Wednesday the U.S. House subcommittee of Railroads, Pipelines, and Hazardous Materials hosted hearing on Amtrak’s response to COVID-19 — seeking information specifically on the reductions in service to long distance trains and announced furloughs to workers starting Oct. 1.


More than 2,000 employees, including 700 on-board service workers represented by the Transport Workers Union of America, will be furloughed by Amtrak beginning October 1.


In Kansas, the Southwest Chief uses train and engine crews based in La Junta and in Kansas City. They are members of the BLET (engineers) and SMART (Conductors).


Amtrak employment in Kansas is about a dozen employees overall.


About $1 billion was received from the CARES Act to avoid furloughs — however Amtrak starts a new fiscal year Oct. 1. Amtrak has requested an additional $4.9 billion for the next fiscal year, however, that funding has not been approved. It is contained in HR 2, which is currently sitting on the desk of Mitch McConnell, waiting to be see in the Senate.


"If we are not able to achieve supplemental funding … that means reductions of service across the company and a reduction in the workforce," said William Flynn, president and chief executive officer of Amtrak. "… That will mean very difficult decisions."


Flynn told the committee that the railroad would lose about $250 million per month, and could face bankruptcy if additional funds were not approved and cuts were not made.


Nearly all long distance trains, including the Southwest Chief which stops in Newton, are set to reduce to three-day-a-week service from a seven-day-a-week service.

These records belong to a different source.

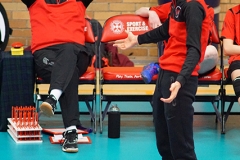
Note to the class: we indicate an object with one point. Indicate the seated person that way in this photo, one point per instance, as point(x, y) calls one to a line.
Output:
point(157, 15)
point(231, 46)
point(60, 56)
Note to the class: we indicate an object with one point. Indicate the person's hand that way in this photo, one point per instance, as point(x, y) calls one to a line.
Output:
point(128, 42)
point(174, 91)
point(153, 19)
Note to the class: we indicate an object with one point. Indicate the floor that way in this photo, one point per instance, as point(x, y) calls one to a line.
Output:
point(136, 142)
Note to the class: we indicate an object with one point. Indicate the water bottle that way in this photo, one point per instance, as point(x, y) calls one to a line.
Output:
point(114, 122)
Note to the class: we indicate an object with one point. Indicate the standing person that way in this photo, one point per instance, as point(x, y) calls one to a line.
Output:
point(60, 55)
point(158, 15)
point(187, 32)
point(231, 46)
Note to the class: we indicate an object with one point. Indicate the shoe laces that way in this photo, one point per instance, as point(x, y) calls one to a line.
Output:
point(69, 136)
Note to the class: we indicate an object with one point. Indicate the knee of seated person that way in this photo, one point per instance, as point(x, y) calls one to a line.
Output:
point(211, 52)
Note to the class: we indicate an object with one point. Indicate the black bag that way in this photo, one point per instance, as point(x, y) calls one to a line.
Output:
point(93, 47)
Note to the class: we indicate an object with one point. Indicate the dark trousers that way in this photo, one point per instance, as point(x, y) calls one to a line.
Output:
point(174, 121)
point(62, 65)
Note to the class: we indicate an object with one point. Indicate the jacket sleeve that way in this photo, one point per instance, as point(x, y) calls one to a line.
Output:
point(28, 3)
point(155, 35)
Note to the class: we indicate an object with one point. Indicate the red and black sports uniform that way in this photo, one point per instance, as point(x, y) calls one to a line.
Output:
point(58, 47)
point(187, 31)
point(162, 11)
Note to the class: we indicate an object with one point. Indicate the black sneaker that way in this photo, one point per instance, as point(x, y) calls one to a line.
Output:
point(48, 106)
point(70, 141)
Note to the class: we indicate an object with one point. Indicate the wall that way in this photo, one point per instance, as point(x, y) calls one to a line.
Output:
point(100, 10)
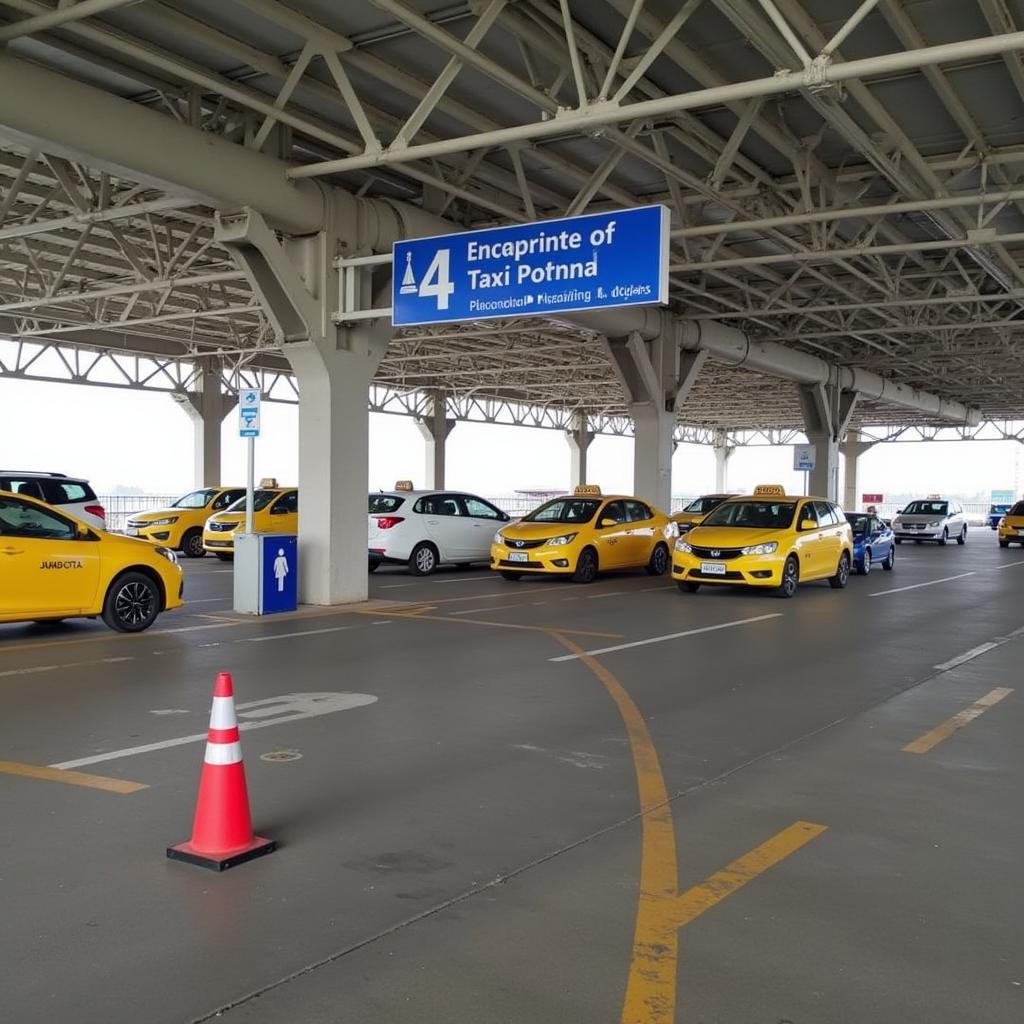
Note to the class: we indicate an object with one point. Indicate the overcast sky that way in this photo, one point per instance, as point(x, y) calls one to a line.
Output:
point(144, 439)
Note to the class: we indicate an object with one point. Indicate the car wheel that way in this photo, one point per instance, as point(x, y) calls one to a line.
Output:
point(586, 570)
point(791, 578)
point(658, 563)
point(192, 545)
point(132, 603)
point(842, 577)
point(423, 560)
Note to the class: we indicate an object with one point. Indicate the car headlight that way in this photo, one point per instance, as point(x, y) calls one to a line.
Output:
point(168, 554)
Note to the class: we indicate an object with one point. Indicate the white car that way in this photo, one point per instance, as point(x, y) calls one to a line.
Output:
point(427, 528)
point(932, 518)
point(69, 494)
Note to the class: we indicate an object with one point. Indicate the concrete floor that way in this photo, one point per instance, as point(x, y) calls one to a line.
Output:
point(469, 847)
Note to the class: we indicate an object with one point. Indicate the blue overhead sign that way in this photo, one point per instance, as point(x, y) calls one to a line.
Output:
point(554, 266)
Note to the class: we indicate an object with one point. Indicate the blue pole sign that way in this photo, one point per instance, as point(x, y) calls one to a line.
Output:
point(555, 266)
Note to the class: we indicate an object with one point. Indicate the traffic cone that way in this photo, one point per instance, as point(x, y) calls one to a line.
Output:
point(222, 832)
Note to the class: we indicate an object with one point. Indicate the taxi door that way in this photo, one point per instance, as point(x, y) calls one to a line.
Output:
point(612, 542)
point(45, 567)
point(285, 513)
point(809, 542)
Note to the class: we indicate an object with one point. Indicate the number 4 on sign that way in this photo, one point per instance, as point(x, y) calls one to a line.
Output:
point(436, 282)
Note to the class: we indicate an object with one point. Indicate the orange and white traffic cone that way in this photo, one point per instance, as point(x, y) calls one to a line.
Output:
point(222, 832)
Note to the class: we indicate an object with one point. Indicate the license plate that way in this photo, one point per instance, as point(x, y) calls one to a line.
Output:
point(713, 568)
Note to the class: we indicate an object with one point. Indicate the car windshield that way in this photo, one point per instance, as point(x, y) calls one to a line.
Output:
point(565, 510)
point(927, 508)
point(766, 515)
point(196, 499)
point(260, 501)
point(385, 504)
point(699, 506)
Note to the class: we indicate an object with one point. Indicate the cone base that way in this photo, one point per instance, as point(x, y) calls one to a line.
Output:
point(221, 861)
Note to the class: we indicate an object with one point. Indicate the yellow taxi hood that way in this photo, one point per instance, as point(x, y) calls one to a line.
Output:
point(541, 530)
point(731, 537)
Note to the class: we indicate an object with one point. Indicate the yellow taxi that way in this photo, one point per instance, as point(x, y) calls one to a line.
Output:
point(696, 510)
point(54, 566)
point(180, 525)
point(1012, 526)
point(768, 539)
point(583, 534)
point(275, 510)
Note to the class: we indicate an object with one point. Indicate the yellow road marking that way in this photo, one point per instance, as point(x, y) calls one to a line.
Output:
point(713, 890)
point(71, 777)
point(650, 990)
point(934, 736)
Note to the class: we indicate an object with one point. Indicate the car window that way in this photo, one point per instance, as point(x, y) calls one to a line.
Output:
point(481, 510)
point(637, 511)
point(22, 519)
point(286, 503)
point(385, 504)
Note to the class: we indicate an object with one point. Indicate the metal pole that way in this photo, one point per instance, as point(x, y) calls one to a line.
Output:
point(250, 484)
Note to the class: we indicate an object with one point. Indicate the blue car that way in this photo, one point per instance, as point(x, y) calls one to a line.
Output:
point(873, 542)
point(995, 513)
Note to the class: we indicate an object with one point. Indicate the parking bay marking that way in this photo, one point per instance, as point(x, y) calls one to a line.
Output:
point(935, 736)
point(916, 586)
point(670, 636)
point(255, 715)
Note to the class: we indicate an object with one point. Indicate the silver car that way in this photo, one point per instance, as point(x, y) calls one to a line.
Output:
point(934, 518)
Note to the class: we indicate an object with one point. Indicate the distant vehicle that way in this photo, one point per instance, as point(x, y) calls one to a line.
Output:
point(56, 566)
point(425, 528)
point(180, 525)
point(275, 510)
point(1012, 526)
point(873, 542)
point(70, 494)
point(934, 518)
point(584, 534)
point(696, 510)
point(995, 513)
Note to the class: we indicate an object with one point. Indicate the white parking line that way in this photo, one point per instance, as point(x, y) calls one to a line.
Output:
point(287, 636)
point(670, 636)
point(916, 586)
point(967, 656)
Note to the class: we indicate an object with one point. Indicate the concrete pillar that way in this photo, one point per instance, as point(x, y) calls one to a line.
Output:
point(826, 416)
point(207, 408)
point(435, 428)
point(334, 366)
point(579, 438)
point(853, 448)
point(723, 452)
point(656, 377)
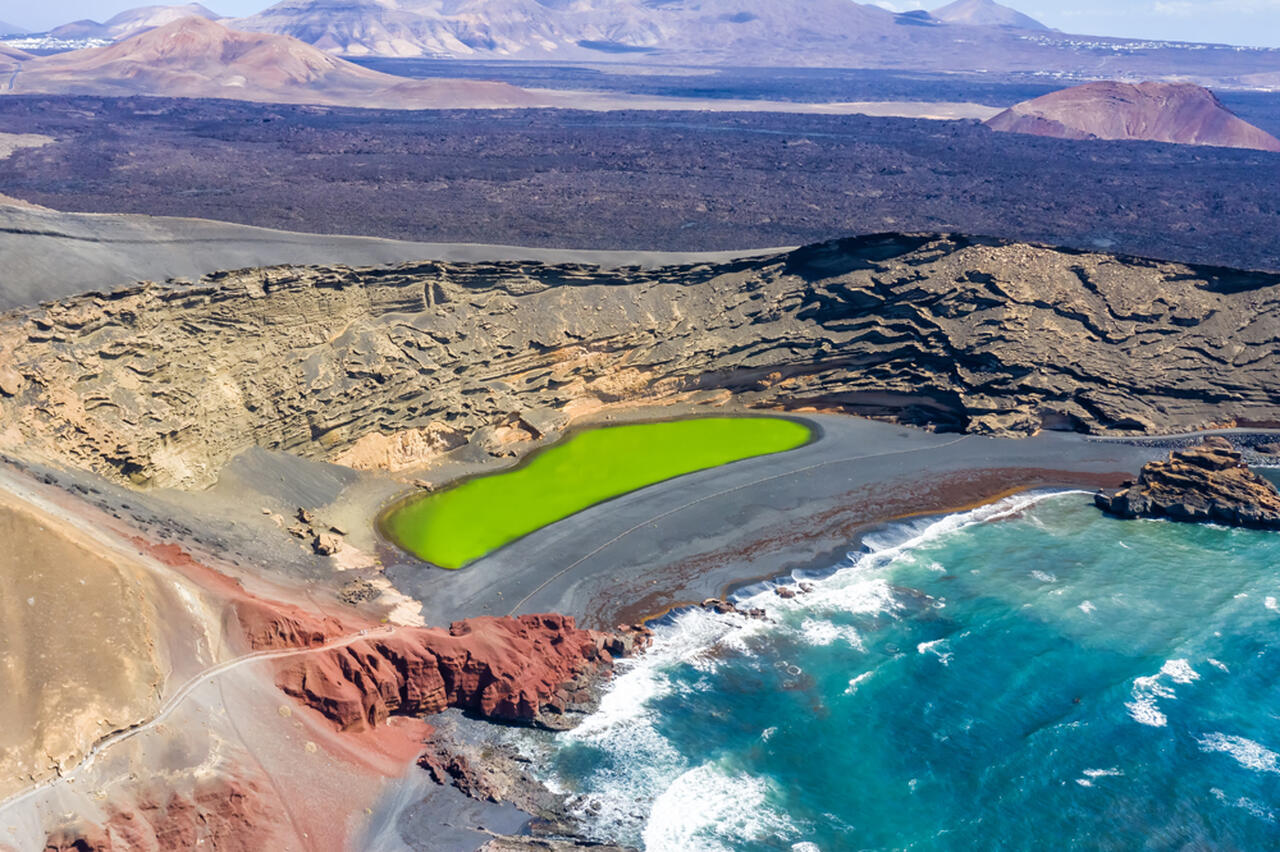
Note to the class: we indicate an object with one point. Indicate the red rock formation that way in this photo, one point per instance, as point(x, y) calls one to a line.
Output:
point(1180, 113)
point(220, 814)
point(529, 669)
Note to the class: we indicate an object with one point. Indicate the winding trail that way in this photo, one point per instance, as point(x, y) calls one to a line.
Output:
point(176, 700)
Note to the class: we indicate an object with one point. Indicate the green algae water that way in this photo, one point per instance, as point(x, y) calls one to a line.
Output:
point(1028, 676)
point(462, 523)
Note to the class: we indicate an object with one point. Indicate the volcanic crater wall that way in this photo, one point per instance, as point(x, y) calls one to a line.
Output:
point(163, 384)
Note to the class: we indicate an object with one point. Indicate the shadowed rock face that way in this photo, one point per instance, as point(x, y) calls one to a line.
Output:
point(1207, 482)
point(533, 669)
point(1179, 113)
point(161, 385)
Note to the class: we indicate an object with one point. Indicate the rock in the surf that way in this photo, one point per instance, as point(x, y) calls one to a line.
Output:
point(1203, 484)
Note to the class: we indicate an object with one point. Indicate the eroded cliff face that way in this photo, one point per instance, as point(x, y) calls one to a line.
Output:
point(161, 384)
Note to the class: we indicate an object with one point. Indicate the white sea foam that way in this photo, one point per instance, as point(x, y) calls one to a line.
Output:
point(648, 789)
point(856, 682)
point(1244, 751)
point(709, 809)
point(821, 632)
point(1244, 804)
point(938, 647)
point(1144, 709)
point(1179, 672)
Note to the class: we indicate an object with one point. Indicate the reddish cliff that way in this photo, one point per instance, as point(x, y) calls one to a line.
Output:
point(1180, 113)
point(530, 669)
point(219, 814)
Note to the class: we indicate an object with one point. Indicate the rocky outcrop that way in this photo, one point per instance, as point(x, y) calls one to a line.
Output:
point(1207, 484)
point(1179, 113)
point(533, 669)
point(161, 385)
point(219, 814)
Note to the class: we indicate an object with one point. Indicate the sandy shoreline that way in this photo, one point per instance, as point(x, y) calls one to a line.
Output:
point(713, 531)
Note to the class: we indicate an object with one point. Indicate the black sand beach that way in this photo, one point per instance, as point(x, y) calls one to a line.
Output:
point(708, 532)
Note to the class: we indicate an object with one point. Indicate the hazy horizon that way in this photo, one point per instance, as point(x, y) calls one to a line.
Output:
point(1235, 22)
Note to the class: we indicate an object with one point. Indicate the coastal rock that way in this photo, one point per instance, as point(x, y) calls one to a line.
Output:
point(547, 844)
point(327, 544)
point(1206, 484)
point(533, 669)
point(219, 814)
point(161, 385)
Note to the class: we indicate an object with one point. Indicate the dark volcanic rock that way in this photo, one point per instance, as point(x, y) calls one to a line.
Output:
point(161, 385)
point(1206, 482)
point(1179, 113)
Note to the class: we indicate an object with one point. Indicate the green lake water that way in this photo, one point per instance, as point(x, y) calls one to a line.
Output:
point(460, 525)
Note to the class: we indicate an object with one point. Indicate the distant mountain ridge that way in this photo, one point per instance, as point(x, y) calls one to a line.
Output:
point(566, 28)
point(131, 22)
point(1179, 113)
point(984, 13)
point(978, 36)
point(200, 58)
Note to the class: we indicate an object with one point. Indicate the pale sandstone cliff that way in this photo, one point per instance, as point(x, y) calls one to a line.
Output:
point(160, 385)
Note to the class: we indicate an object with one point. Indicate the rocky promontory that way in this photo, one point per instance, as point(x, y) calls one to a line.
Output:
point(1203, 484)
point(533, 669)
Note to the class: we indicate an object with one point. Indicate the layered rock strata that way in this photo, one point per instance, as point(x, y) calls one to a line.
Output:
point(533, 669)
point(1206, 484)
point(161, 384)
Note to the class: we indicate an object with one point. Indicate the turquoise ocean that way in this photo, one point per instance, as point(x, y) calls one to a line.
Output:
point(1027, 676)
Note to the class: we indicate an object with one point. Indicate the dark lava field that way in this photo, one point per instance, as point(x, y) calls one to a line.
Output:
point(636, 179)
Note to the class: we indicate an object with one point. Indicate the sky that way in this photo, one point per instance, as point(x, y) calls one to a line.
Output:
point(1235, 22)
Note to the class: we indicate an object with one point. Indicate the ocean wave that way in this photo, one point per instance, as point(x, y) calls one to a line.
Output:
point(641, 788)
point(1244, 804)
point(709, 809)
point(1246, 752)
point(1144, 708)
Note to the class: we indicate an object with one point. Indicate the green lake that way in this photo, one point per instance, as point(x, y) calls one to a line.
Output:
point(456, 526)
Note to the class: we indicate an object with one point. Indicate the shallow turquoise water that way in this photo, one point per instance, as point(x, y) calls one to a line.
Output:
point(1029, 676)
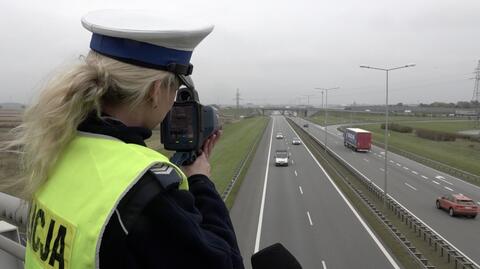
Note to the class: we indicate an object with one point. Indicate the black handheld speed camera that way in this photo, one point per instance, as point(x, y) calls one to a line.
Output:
point(187, 125)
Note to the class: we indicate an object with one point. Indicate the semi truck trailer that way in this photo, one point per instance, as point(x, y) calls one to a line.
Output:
point(357, 139)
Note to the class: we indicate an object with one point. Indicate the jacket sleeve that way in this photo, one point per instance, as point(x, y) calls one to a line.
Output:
point(186, 229)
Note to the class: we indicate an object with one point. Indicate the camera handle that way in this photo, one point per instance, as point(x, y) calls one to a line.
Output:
point(181, 158)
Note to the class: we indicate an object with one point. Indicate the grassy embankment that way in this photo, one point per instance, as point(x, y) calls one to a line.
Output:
point(347, 117)
point(237, 139)
point(461, 154)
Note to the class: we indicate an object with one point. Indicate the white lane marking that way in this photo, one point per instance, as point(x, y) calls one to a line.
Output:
point(379, 244)
point(262, 205)
point(309, 218)
point(446, 182)
point(412, 187)
point(357, 215)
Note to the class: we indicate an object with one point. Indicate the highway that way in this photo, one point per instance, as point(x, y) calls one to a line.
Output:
point(300, 207)
point(416, 187)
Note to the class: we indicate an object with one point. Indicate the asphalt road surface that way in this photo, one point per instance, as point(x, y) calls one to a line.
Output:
point(416, 187)
point(300, 207)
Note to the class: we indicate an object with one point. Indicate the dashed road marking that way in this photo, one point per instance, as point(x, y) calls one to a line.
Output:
point(309, 218)
point(410, 186)
point(446, 182)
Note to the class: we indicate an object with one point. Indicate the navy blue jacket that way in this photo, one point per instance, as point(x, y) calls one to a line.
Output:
point(168, 229)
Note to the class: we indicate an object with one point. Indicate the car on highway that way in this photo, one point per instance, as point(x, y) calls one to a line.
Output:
point(457, 204)
point(296, 141)
point(281, 157)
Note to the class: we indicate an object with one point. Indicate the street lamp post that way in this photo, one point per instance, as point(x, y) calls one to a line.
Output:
point(326, 110)
point(385, 193)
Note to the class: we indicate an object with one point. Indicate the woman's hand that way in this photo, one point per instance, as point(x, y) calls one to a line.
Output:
point(201, 166)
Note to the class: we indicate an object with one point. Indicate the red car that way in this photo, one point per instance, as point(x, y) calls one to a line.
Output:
point(457, 204)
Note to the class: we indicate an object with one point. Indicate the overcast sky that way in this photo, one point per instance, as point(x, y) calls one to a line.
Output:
point(273, 51)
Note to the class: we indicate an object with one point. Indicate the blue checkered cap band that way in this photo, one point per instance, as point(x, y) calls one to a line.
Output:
point(143, 54)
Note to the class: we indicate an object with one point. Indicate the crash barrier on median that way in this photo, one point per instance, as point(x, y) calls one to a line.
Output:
point(464, 175)
point(436, 241)
point(241, 165)
point(417, 256)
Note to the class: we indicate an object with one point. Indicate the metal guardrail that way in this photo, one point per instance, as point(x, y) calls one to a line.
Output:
point(467, 176)
point(439, 244)
point(434, 164)
point(417, 256)
point(241, 166)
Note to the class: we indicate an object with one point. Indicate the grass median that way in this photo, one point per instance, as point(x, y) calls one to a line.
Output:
point(237, 140)
point(350, 117)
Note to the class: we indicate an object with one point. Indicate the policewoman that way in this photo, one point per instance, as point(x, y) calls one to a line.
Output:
point(99, 197)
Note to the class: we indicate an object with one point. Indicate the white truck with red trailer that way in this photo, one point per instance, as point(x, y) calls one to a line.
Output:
point(357, 139)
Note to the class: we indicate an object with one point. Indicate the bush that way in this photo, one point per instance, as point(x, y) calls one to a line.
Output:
point(435, 135)
point(397, 128)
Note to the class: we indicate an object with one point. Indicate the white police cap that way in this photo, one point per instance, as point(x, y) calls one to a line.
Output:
point(146, 38)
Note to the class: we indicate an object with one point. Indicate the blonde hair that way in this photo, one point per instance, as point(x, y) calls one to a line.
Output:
point(51, 122)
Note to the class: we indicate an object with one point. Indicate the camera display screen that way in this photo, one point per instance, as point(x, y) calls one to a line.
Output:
point(182, 125)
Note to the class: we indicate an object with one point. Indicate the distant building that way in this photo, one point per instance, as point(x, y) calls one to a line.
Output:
point(465, 112)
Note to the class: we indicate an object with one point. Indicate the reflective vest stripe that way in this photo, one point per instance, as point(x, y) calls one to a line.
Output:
point(70, 211)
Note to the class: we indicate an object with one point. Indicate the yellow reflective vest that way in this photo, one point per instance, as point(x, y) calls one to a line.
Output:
point(69, 212)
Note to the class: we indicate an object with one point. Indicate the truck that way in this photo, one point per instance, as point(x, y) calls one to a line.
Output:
point(357, 139)
point(281, 157)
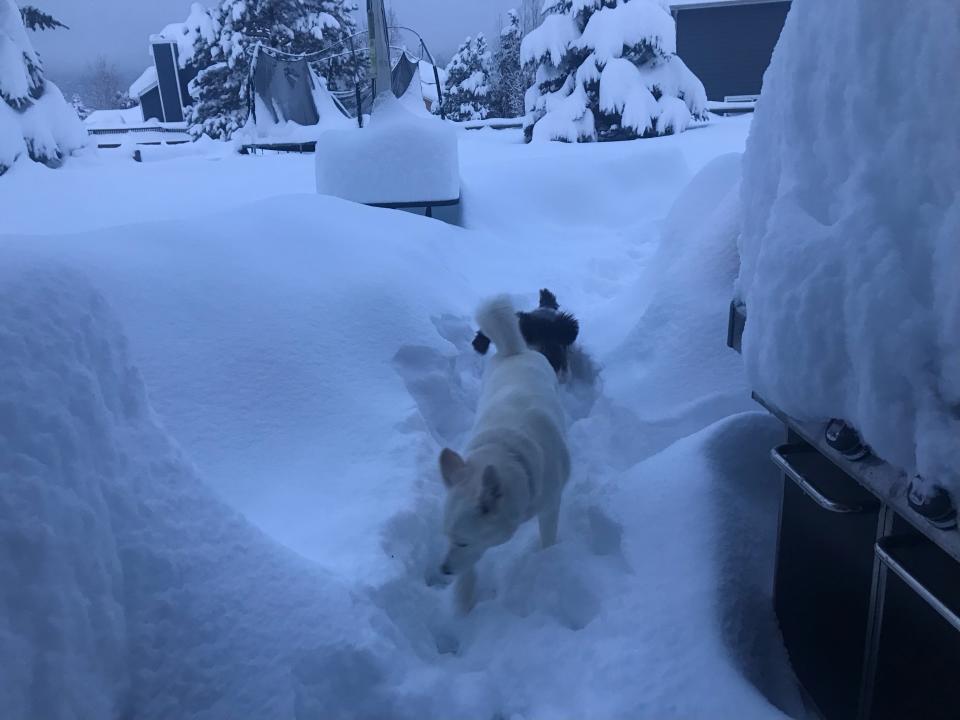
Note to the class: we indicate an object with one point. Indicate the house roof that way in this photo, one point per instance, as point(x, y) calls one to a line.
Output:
point(696, 4)
point(143, 83)
point(131, 117)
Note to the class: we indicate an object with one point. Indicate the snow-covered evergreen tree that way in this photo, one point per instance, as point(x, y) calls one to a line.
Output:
point(80, 106)
point(608, 70)
point(467, 93)
point(223, 49)
point(35, 120)
point(510, 82)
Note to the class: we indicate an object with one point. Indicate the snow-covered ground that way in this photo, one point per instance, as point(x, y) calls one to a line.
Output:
point(197, 335)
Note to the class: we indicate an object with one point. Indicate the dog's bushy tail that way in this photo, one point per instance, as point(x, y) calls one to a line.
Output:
point(498, 321)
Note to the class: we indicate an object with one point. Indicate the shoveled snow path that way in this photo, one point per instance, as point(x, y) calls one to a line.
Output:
point(312, 356)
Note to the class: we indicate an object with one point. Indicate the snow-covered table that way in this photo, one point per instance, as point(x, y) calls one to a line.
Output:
point(867, 591)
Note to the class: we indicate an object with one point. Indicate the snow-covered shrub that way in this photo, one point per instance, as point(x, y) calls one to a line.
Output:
point(467, 92)
point(608, 70)
point(851, 234)
point(35, 120)
point(219, 44)
point(509, 78)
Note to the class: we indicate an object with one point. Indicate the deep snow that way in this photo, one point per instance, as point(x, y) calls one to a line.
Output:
point(851, 227)
point(307, 358)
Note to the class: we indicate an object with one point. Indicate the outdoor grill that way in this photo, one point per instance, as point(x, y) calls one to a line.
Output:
point(866, 591)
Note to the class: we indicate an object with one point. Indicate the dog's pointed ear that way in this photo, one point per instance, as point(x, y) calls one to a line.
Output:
point(492, 490)
point(450, 465)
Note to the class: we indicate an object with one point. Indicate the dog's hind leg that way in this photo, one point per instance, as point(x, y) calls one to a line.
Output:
point(549, 519)
point(465, 591)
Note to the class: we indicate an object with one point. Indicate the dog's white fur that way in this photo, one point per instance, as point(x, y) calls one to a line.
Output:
point(516, 461)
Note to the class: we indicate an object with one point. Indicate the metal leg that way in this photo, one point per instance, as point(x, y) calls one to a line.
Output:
point(884, 526)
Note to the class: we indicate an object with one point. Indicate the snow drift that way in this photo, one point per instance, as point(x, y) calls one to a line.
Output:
point(35, 120)
point(850, 250)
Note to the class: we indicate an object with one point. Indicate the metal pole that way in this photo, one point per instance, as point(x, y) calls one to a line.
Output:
point(436, 79)
point(379, 46)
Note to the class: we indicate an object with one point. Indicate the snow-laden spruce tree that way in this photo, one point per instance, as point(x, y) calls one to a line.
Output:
point(608, 70)
point(467, 92)
point(226, 36)
point(510, 80)
point(35, 120)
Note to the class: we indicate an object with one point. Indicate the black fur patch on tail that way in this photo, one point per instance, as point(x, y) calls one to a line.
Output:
point(548, 300)
point(481, 343)
point(546, 330)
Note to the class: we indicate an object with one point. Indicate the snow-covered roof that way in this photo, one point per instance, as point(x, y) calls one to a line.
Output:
point(694, 4)
point(147, 79)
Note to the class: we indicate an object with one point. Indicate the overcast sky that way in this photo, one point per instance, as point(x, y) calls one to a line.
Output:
point(119, 29)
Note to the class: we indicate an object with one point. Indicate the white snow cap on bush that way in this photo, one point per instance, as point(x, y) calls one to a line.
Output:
point(35, 120)
point(851, 240)
point(608, 73)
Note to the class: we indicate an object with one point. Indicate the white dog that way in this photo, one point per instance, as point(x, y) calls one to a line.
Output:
point(517, 461)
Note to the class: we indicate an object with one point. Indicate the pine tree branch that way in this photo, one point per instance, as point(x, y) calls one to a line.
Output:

According to the Rail Passengers Association, the long distance routes create an economic impact of $4.8 billion to the communities services each year. The association also claimed Wednesday that long distance trains were the strongest economic performer for Amtrak during the pandemic — long distance train ridership has fallen 68 percent during the pandemic, compared to 90 percent in the Northeast Corridor.


"Today, during COVID, long distance makes up 45 percent of Amtrak’s revenues, compared to 21 percent a year ago," said Jim Mathews, President and Chief Executive Officer, Rail Passengers Association. "[It] has contributed the largest share of Amtrak revenues every month since March. That could all change on Oct. 1 if congress cannot act."


"These adjustments are temporary. There is not a secret plan as critics might suggest. … I am 100 percent committed to our long distance network and its future," Flynn said.


Amtrak attempted to move long distance trains to three times a week in 1994, but was rebuffed by then President Bill Clinton and congress.


The plan was first hinted at in March. Last month the railroad updated ticketing websites and schedules to reflect the service education — and notified passengers by letter of the need to move transportation to other dates.


"Cutting daily service could drop a least a $2.3 billion bomb on ‘flyover country,’ while possibly only saving Amtrak 213 million. Overall the damage could top $3 billion if Amtrak’s plan for nine months of degraded service stretches another quarter to a full year," Mathews said.


Flynn told the committee without additional assistance from Congress the company would have to "make very dramatic" cuts and the company could go to bankruptcy. He stated without supplemental funding, long distance funding would be cut.


"If HR 2 would become law, that would be game-changing for Amtrak. …. But we do not have that funding yet," Flynn said.